§ Mr. Gray
To ask the Secretary of State for the Home Department, under (1) what authority police officers on Operation Artemis ask gamekeepers to sign a pledge supporting the Operation; and what penalty applies to any gamekeeper who refuses to do so; 
(2) what precedent there is for members of the public being asked to sign a pledge in support of a police operation; 
(3) what statutory basis there is for police officers on Operation Artemis to demand access to private land without a search warrant; 
(4) what the cost is of Operation Artemis. 
§ Ms Blears
Police officers have no legal authority to ask gamekeepers to sign a pledge supporting Operation Artemis. Police officers request that pledge but nobody is compelled to make it impracticable to visit each person to ask them to sign a pledge. Operation Artemis is innovative in that it has identified and seeks to raise awareness specifically amongst those who may have a motive for committing offences against Hen Harriers. Given the numbers of breeding birds the Police service considered it possible to visit many of those persons who may have a motive for criminal action. The purpose of such visits is to make people aware of the importance of complying with the criminal law and advising them individually that the Police would be embarking upon enforcement action against those who choose not to comply with the law and commit criminal offences. The request to sign up to Operation Artemis amounts to confirmation that such advice has been received. Police officers have no power to demand access to private land. They have powers to enter such land without search warrants if they have reasonable suspicion that certain offences may have taken place or under other authorities to carry out operations such as surveillance.

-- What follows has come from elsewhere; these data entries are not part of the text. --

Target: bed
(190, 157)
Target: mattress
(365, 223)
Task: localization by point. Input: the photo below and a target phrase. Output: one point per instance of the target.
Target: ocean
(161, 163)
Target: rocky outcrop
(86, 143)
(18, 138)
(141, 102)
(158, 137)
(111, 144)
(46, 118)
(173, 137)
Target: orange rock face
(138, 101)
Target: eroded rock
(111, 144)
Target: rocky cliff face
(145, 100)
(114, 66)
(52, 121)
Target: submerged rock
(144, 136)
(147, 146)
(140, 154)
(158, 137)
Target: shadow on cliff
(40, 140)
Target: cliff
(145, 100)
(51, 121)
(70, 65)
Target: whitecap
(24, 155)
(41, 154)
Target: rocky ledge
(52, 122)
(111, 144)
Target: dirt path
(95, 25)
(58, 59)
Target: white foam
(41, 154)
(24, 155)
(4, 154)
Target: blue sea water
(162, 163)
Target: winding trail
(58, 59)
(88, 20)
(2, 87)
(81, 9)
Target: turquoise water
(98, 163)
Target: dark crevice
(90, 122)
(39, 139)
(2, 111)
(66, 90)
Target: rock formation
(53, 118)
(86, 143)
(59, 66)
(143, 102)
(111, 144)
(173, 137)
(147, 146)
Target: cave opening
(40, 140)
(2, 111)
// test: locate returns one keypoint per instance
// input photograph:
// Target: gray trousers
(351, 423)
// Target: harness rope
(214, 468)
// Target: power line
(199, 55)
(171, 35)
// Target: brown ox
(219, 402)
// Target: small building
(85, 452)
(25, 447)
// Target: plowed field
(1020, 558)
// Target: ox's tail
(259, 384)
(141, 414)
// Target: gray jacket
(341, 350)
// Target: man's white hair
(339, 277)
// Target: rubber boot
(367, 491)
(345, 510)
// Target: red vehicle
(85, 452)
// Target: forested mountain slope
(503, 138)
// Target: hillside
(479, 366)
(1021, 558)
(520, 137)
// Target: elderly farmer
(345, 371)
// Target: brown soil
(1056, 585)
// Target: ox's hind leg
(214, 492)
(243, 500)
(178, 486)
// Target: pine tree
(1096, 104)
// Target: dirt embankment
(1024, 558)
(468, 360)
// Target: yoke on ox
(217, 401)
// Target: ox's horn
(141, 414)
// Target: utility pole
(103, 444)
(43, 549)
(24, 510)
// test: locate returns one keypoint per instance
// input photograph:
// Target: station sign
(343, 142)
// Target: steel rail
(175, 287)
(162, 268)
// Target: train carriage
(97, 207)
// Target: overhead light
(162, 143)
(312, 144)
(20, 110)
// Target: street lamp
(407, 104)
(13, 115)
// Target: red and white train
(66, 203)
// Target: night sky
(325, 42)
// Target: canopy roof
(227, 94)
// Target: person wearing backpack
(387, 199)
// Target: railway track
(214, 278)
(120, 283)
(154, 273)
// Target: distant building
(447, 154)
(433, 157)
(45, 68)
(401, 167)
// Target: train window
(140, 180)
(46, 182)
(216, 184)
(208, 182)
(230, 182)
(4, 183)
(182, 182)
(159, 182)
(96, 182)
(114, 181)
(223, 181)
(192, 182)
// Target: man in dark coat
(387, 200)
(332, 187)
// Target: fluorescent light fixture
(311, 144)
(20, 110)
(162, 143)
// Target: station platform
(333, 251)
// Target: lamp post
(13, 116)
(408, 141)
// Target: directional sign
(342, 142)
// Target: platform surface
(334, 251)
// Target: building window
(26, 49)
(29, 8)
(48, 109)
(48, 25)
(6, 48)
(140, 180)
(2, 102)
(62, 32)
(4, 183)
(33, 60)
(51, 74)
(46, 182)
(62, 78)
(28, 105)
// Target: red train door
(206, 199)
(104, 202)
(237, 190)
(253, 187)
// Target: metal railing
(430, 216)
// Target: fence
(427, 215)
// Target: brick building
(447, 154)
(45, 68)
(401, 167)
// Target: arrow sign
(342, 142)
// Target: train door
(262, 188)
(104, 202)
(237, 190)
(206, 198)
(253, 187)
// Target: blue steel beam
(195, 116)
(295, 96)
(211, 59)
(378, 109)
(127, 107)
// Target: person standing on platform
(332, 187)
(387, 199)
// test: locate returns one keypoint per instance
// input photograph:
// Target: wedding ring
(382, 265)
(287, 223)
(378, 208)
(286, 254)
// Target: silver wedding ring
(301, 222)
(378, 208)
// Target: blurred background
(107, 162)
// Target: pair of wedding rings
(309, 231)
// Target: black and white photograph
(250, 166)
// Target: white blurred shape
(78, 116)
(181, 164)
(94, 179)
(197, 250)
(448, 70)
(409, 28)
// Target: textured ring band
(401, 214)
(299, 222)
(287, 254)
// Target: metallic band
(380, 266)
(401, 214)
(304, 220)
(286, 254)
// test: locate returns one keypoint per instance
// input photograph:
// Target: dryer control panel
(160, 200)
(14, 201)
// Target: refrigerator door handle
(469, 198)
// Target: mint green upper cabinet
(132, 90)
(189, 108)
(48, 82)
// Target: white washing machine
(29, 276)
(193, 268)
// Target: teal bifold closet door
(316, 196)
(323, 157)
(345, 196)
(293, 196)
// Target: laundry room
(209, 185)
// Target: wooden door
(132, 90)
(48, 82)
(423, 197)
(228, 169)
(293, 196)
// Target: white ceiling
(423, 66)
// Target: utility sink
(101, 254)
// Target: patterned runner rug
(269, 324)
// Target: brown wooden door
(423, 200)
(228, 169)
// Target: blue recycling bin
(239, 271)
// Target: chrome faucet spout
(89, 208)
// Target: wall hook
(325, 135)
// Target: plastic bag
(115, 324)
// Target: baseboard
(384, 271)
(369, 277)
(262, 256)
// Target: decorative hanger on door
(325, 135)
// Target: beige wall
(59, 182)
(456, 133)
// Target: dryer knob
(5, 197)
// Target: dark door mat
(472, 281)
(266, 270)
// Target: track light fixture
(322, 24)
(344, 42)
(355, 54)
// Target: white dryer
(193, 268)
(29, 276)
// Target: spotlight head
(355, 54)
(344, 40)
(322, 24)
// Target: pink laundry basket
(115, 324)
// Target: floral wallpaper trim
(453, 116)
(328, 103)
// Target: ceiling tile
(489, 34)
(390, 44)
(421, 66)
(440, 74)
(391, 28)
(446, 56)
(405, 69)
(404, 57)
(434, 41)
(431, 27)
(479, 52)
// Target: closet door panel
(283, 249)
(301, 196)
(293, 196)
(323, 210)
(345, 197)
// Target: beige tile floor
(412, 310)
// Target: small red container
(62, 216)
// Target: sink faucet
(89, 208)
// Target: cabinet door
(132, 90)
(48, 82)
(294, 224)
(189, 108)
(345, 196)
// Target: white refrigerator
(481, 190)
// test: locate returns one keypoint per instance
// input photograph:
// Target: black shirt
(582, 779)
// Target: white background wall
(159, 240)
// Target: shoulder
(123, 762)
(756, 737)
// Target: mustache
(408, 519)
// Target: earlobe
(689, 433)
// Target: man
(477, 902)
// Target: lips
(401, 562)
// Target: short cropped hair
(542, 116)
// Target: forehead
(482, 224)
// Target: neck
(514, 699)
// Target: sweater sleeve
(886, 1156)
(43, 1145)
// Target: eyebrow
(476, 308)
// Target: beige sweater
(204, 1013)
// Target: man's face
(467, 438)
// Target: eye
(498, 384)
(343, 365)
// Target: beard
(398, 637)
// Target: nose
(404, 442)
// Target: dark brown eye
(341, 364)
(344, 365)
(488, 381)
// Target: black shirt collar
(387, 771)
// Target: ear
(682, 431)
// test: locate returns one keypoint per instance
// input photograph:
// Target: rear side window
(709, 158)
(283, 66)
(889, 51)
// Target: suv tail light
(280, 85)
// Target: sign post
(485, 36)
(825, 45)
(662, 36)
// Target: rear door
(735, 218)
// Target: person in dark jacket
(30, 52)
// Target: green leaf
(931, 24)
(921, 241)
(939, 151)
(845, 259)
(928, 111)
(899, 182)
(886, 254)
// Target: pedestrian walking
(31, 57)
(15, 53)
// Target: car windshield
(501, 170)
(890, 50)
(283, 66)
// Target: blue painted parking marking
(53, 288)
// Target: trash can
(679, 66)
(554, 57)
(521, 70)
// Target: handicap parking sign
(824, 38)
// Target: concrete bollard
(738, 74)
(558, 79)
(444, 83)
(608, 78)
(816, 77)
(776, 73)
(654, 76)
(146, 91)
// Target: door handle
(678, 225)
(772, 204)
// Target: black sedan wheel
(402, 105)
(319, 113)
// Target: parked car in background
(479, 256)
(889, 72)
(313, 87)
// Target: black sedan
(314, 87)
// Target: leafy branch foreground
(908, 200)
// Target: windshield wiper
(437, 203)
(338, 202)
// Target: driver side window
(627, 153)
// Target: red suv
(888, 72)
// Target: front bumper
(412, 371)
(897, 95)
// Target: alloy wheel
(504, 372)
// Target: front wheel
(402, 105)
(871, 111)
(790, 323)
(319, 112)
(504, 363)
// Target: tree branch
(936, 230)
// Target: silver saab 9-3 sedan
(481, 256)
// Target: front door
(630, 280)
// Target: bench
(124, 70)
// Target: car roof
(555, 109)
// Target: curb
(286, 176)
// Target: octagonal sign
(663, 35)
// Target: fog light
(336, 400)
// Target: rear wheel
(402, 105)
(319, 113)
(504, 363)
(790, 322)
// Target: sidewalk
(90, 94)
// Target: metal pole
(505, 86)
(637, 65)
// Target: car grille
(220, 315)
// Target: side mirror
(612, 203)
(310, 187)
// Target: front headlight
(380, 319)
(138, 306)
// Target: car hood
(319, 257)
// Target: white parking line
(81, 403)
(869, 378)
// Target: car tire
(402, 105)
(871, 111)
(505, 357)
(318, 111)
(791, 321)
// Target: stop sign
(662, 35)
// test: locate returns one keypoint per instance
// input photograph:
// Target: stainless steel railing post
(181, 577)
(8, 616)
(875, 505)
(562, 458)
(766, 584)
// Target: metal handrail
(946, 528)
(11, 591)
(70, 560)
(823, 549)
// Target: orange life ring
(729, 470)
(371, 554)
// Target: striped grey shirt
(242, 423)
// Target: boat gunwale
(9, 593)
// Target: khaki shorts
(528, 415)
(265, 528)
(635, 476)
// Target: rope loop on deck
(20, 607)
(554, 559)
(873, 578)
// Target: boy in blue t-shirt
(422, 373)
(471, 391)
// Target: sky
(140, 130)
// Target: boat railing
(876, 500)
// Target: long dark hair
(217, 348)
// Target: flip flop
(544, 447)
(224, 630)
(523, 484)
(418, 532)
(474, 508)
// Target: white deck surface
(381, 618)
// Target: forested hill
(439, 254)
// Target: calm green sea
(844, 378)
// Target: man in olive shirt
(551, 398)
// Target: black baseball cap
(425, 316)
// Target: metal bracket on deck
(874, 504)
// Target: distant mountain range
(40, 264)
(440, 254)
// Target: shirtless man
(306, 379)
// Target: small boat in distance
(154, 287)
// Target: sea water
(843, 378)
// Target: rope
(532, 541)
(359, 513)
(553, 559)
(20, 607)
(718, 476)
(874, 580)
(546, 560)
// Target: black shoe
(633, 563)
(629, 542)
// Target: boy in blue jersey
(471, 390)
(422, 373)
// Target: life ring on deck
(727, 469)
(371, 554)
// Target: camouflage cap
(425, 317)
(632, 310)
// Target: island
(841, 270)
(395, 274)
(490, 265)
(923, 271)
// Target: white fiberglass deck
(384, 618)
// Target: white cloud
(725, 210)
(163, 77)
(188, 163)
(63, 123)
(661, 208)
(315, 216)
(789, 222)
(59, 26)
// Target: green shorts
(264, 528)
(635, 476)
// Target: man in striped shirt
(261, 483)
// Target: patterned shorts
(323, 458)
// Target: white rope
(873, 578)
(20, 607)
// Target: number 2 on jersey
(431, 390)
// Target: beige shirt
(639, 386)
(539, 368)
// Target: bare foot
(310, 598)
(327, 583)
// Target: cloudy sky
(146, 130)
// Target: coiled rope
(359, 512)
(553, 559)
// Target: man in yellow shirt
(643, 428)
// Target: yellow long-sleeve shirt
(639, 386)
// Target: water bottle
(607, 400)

The statutory basis allowing police officers on Operation Artemis in England and Wales to enter any land without a search warrant is Section 19 of the Wildlife and Countryside Act 1981.1359W
The costs of Operation Artemis cannot be quantified as in the main they have been met from existing Police budgets utilising officers whose duties are to address wildlife crime. Costs relating to the production of literature and other media have been met from contributions made by the Home Office, Defra and the Statutory Nature Conservation Organisations. The Home Office has provided 3,500 for CCTV cameras at nesting sites.